Skip to main content

EBK: A Modern eBook Management System with AI-Powered Features

Managing a large eBook collection can quickly become overwhelming. Different formats, inconsistent metadata, duplicate files, and the challenge of actually finding what you need when you need it—these problems compound as your library grows.

EBK addresses these challenges with a modern, Python-based solution that treats your eBook library as a queryable, searchable, AI-enhanced knowledge base.
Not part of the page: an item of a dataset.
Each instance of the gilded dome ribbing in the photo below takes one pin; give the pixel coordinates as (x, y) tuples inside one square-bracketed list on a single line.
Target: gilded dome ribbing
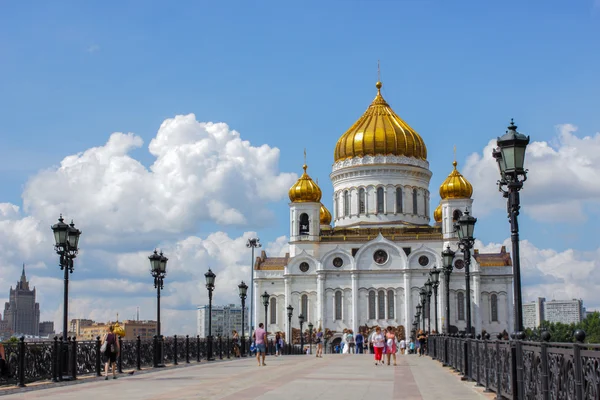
[(324, 215), (437, 213), (380, 131), (305, 190), (456, 186)]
The Core Value Proposition

EBK isn’t just another file organizer. It’s built on several key principles:

1. Database-First Architecture

At its heart, EBK uses SQLAlchemy + SQLite with a normalized schema and proper relationships. This means:

  • Fast queries through indexed fields and relationships
  • FTS5 full-text search across titles, descriptions, and extracted content
  • Transaction safety ensuring your metadata is never corrupted
  • SQL power when you need complex queries

2. Automatic Intelligence

The system automatically extracts and processes information:

# Simple import with auto-extraction
ebk db-import my-book.pdf ~/my-library

Behind the scenes, EBK:

  • Extracts text from PDFs (PyMuPDF + pypdf fallback) and EPUBs (ebooklib)
  • Generates chunks (500-word overlapping segments) for semantic search
  • Computes SHA256 hashes for deduplication
  • Extracts covers (first page for PDFs, metadata for EPUBs)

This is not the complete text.